Myth #4: Our mounting trade deficit with China weakens our economy.
Sociologically, trade deficits have a reputation as a giant sucking sound. Economically, they are nothing of the sort. Because we run a trade deficit with China, China invests a heck of a lot here. As a general rule of thumb, if your current account is negative (trade deficit), your capital account is positive (investment surplus). When we buy goods from China, we give China dollars, and China invests those dollars here—they buy bonds, stocks and invest in real estate and infrastructure projects. This influx of capital benefits us handsomely.
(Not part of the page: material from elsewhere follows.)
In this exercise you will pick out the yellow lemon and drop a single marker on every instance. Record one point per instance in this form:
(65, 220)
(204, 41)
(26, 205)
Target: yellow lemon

Plus, the economy isn’t a fixed pie. America is extraordinarily good at creating wealth. Even with soaring imports (a sign of roaring domestic demand, I might add), our GDP and gross national income are at all-time highs and rising. That is what ultimately matters—not net trade. If America were a net exporter but had a stagnant economy and created very little wealth, we’d all be worse off.